The purpose of this project work is based on the relative performance of monetary policy in the Nigerian economy. This work discussed the meaning of monetary policy is as combination of measures designed to regulate the value, supply and cost of money in an economy in consonance with the expected value of economies activities. The study shows further, the aims and objectives of monetary policy which includes price stability, maintenance of balance of payment equilibrium, promotion of employment, tackling inflation, output growth and sustainable development. The literature review shed more light on conceptual and evolutionary framework of monetary policy in Nigeria, review of monetary policy before and offer the structural adjustment programme (SAP), and appraisal of the performance of monetary policy in Nigeria were thoroughly discussed. also appropriate measures for managing inflation in the economy were also suggested from the research instruments and techniques, if was observed that there are leakages in velocity of money through corrupt practices in the system and diabolic means of creating cash flow which causes inflation, multiplicity of unemployment and low output growth. The research work, also showed the interplay between the gross domestic product (GDP) and other monetary policy variables (real exchange rate, real interest rate, money supply and liquidity ratio), and their respective contribution to the economy. In conclusion this project suggests total means of curling corruption using the various law enforcements in the country.
1.0 INTRODUCTION
1.1 BACKGROUND OF THE STUDY
For most economies, the objectives of monetary policy include price stability, maintenance of balance of payments equilibrium, promotion of employment and output growth, sustainable development. These objectives are necessary for the attainment of internal and external balance, and the promotion of long run economic growth. The importance of price stability derives from the harmful effect of price volatility which undermines the objectives. This is indeed a general consensus that domestic price fluctuations undermines the role of monetary values as a store of value, and frustrate investments and growth.

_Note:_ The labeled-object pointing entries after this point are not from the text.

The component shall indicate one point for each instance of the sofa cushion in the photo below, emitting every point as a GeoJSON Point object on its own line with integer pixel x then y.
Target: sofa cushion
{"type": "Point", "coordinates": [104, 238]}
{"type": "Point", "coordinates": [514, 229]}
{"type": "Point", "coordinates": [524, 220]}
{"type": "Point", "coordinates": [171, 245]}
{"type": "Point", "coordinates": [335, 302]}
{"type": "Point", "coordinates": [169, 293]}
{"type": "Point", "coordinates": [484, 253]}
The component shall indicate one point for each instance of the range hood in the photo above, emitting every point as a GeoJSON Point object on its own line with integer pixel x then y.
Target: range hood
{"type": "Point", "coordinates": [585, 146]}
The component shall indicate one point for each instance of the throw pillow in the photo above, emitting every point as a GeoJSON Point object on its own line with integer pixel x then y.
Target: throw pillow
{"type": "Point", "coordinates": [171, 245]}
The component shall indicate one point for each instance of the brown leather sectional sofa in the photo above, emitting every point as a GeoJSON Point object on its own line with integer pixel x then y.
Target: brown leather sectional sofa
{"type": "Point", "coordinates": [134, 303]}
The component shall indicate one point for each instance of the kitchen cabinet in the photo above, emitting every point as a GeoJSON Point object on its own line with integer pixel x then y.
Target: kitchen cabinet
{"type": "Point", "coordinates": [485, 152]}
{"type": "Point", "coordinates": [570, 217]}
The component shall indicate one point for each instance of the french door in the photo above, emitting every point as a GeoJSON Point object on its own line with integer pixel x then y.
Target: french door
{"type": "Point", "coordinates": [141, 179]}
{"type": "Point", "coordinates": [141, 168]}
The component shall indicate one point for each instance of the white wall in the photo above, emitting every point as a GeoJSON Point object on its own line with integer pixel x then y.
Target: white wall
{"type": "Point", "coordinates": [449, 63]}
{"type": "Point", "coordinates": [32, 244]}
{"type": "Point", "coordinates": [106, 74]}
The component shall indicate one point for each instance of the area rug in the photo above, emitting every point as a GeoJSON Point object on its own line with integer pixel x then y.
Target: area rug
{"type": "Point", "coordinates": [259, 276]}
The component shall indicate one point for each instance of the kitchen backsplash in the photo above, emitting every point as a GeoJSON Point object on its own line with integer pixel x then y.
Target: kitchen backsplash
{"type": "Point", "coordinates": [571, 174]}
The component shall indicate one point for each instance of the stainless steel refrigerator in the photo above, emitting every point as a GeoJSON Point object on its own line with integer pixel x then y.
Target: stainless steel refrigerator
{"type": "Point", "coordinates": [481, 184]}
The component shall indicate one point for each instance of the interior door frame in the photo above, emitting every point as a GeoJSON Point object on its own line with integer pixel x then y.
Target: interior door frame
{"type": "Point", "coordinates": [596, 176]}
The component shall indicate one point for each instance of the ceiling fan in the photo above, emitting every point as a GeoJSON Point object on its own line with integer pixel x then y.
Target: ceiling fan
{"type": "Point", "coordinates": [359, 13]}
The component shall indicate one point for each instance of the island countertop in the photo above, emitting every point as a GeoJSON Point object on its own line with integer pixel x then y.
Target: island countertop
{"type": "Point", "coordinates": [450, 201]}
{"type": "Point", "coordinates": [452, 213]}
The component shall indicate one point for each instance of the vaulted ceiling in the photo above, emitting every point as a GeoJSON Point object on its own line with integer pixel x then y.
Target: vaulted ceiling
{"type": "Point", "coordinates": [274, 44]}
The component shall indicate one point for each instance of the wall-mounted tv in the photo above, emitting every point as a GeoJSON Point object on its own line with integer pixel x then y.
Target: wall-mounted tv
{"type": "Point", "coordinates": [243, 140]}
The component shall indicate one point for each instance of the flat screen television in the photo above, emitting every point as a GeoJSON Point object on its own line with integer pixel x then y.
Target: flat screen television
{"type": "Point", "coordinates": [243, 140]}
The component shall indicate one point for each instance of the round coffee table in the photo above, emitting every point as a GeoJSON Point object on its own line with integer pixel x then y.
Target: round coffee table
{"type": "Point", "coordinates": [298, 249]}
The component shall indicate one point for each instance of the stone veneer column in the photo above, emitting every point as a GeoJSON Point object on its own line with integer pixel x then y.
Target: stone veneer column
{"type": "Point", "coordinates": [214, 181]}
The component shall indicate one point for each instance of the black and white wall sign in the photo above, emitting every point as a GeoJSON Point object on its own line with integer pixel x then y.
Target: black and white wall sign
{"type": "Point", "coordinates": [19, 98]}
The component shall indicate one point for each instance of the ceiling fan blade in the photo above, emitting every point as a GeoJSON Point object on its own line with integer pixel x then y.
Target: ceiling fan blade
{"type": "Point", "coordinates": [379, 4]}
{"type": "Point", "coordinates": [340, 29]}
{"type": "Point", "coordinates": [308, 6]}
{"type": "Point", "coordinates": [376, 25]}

Ajayi and Ojo (1981) and fisher (1993), empirical states on inflation, growth and productivity have confirmed the long run inverse relationship between inflation and growth. When decomposed into its components, that is growth due to capital accumulation, productivity growth, and the growth rate of the labour force, the negative association between inflation and growth has been traced to the strong negative relationship between it and capital accumulation as well as productivity growth respectively. The importance of these empirical findings is that stable prices are essential for growth due to capital accumulation, productivity growth, and the growth rate of the labour force, the negative association between inflation and growth has been traced to the strong negative relationship between it and capital accumulation as well as productivity growth.